I'm so lazy I almost stop....

When my alarm went off this morning at a little after 6am, I wasn’t keen on moving in the slightest. This wasn’t especially surprising in the sense that I wouldn’t normally spring out of bed with great excitement on any day, but today just seemed especially uninviting: cold, dark and damp. Still, as I like to flog myself and because I was getting up so early to go out on a run, I dragged my sorry arse out of bed and got changed into my running gear. After all, I can’t punish myself much if I stay in bed for a lie-in, can I? As always, getting out of bed was the hardest part, and the run itself was pretty good. With fourteen other likeminded souls, I was treated to an up-close view of a cold, clear night turning into a beautifully clear dawn, finishing just as the sun was rising. I even ran pretty hard, I think, pushing myself on the way home when I imagined that the guy behind me was trying to draft in my slipstream, and put on a spurt of pace to try and shake him off over the last mile. It worked and I came home in first place in a race that nobody but me cared about.

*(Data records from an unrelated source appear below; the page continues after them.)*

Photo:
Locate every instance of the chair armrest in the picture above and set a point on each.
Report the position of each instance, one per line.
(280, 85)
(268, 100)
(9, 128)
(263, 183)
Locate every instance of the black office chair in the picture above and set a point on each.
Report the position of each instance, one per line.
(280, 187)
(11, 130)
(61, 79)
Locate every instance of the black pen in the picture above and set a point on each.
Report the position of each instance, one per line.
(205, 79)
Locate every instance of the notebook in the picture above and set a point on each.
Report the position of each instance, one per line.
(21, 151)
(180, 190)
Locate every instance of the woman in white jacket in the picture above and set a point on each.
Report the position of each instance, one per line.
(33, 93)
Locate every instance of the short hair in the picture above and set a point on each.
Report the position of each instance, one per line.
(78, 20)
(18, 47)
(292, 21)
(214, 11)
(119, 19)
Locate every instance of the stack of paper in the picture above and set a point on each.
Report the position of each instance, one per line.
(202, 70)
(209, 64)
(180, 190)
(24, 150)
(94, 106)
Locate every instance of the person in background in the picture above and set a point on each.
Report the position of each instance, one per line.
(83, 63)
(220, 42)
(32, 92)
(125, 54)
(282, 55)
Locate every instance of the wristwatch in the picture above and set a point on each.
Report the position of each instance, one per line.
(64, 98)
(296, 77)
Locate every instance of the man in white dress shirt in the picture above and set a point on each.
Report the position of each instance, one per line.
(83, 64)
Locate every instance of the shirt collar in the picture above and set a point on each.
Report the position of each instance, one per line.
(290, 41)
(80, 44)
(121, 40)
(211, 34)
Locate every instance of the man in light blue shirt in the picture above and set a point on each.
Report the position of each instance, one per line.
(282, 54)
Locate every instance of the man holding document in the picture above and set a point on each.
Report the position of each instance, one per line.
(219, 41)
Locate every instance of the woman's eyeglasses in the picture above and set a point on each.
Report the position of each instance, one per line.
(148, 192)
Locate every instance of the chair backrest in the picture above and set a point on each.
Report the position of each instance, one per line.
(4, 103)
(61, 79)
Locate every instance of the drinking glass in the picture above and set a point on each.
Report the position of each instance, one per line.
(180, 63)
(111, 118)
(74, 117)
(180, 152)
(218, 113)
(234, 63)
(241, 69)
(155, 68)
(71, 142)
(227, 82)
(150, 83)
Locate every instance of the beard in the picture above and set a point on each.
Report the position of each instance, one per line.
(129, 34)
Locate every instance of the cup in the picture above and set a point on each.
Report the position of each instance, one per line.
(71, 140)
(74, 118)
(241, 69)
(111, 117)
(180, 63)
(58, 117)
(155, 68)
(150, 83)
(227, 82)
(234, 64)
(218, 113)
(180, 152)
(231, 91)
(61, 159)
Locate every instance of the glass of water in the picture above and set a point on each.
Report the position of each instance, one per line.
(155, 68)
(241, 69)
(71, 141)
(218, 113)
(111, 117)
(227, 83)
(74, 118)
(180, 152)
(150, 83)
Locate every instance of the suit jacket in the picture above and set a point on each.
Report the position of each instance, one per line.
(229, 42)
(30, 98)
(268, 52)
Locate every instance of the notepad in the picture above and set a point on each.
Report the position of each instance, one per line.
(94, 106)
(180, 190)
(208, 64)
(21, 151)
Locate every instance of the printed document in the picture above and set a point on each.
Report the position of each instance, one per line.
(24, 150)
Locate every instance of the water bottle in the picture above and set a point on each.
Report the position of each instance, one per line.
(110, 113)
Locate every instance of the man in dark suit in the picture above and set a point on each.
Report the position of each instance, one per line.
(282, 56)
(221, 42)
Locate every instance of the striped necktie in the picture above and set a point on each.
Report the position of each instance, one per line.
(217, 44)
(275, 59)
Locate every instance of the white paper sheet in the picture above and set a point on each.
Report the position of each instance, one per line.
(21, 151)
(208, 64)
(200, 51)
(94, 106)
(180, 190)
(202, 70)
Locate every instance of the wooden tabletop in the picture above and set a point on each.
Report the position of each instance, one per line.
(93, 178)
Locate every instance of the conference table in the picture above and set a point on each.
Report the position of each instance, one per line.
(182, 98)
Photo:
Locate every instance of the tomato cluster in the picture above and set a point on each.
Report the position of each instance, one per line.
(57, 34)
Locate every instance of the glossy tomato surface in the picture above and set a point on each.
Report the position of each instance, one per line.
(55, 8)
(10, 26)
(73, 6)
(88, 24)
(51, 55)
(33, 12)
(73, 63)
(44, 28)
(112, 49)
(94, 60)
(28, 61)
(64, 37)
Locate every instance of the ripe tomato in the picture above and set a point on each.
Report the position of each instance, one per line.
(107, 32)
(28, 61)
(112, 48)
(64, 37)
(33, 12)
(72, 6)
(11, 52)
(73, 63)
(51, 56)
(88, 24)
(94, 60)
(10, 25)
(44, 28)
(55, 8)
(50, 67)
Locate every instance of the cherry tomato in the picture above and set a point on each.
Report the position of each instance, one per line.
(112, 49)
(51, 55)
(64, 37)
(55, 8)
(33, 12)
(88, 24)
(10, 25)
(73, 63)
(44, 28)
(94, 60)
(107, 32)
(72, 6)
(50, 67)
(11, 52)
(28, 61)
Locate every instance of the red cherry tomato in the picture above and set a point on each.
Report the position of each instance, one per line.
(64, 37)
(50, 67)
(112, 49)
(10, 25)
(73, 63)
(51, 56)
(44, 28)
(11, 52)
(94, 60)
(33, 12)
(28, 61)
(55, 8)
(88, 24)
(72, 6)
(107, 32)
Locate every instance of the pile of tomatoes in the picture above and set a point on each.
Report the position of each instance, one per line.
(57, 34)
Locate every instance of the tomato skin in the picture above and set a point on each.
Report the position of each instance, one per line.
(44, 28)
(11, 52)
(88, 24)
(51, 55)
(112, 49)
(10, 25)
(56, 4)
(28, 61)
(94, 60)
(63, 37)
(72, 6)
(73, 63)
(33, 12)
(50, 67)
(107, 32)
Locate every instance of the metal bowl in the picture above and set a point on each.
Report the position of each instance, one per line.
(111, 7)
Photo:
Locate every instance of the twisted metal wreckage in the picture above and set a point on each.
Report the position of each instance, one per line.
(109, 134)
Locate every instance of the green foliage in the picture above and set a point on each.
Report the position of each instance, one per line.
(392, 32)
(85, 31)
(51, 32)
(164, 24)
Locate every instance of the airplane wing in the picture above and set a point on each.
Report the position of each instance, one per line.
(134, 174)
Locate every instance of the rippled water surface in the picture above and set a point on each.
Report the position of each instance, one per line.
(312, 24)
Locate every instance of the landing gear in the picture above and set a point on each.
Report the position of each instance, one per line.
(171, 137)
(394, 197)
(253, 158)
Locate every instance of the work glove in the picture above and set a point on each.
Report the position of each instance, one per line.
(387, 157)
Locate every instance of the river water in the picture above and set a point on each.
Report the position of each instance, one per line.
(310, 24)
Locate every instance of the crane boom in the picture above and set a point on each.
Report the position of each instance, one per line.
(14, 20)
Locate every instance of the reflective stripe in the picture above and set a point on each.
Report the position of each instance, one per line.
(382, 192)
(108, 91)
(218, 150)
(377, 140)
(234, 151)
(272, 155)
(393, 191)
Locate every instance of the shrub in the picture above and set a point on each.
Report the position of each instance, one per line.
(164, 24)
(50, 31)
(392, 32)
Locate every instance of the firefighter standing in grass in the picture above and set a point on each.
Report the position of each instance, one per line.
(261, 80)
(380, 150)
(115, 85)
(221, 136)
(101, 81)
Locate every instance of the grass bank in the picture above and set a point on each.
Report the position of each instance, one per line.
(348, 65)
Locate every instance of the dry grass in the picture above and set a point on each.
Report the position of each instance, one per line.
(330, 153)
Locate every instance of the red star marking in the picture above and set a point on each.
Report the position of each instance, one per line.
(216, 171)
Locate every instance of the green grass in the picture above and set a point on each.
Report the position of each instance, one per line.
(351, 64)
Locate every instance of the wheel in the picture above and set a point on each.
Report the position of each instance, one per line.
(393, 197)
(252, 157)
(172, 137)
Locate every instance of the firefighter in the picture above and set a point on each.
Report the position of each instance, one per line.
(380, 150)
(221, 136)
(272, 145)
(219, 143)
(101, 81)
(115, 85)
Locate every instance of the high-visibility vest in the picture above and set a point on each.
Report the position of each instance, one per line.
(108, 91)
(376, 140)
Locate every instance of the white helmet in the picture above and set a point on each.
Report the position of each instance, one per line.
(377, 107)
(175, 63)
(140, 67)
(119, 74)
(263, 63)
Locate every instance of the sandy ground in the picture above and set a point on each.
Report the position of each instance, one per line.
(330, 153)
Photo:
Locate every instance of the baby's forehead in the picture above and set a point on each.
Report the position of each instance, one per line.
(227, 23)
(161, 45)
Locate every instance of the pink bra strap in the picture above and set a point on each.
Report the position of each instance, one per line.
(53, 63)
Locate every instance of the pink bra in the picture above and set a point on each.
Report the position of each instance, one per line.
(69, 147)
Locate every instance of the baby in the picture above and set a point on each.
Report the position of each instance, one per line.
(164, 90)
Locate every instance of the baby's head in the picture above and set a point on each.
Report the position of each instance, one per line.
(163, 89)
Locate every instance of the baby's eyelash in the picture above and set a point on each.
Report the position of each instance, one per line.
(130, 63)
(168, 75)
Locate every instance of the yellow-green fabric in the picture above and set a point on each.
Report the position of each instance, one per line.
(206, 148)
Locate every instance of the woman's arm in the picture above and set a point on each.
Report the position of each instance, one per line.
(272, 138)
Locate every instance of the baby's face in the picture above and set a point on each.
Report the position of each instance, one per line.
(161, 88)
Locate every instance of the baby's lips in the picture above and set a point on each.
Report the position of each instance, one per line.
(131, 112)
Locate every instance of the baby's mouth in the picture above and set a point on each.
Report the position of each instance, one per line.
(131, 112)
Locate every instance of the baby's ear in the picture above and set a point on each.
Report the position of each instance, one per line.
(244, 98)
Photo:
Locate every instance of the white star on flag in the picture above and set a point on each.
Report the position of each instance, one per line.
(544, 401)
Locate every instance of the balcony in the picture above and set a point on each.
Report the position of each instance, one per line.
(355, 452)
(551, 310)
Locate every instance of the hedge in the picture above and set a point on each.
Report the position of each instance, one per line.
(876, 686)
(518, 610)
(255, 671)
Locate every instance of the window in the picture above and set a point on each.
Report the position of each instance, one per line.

It’s a good way to start the day – I just wouldn’t want to do it every day. In spite of my determination to exercise, I’m actually pretty lazy.

Normally I would cycle to the gym for the run and then cycle from the gym to work, but today was different. Today, I was in the car because my first appointment of the day – after the run – was for an hour’s physiotherapy at the hospital. I’d been referred by the specialist to see if anything could be done to mobilise the stiffening ankle joint that is giving me problems and causing the knock-on injuries when I run that plagued me through 2013. The stiffness and loss of dorsiflexion are probably caused by underlying neurological issues – i.e. my MS – but both are mechanical symptoms that I might be able to work on to prolong my overall mobility.

the sweet science of physiotherapy

I assumed that this would mean sixty minutes of fairly painful manipulation by the physio, but actually this turned out to be a prolonged investigation to try to understand where I’m breaking down. It seems that, as well as the stiff ankle and a decline in my ability to flex my left foot at the ankle upwards, I have got some stiffness and loss of mobility in my right hip too. The physio thought that this might be in part due to the loss of muscle strength in the left side of my body, but before she gave me a whole load of strength exercises to do, she gave me some simpler ones to see if simply working to mobilise these joints might help.

The last physio I saw a few months ago gave me a pile of exercises to strengthen the leg around my troublesome ITB… but like everyone else in the history of physiotherapy, I stopped doing them as soon as my ITB stopped hurting. As I mentioned above, in spite of all appearances to the contrary (obsessive exercising, blah blah blah), I am a fundamentally lazy man and reluctant to commit to anything as bothersome as regular stretching exercises – I almost never warm up before I go running, for starters…. But this time it feels a bit different: if I want to keep running, I need to make sure my body doesn’t seize up any more than it already has. To do that, I should probably concede that I may need to actually do these exercises.

Besides, I’ve got another appointment in a few weeks time and, although she seemed nice enough, I think my physiotherapist could be quite a force of nature if disappointed with my progress. I’ve had a physio stick a big needle into the sole of my foot before, and he didn’t even seem angry. These people are not to be treated lightly.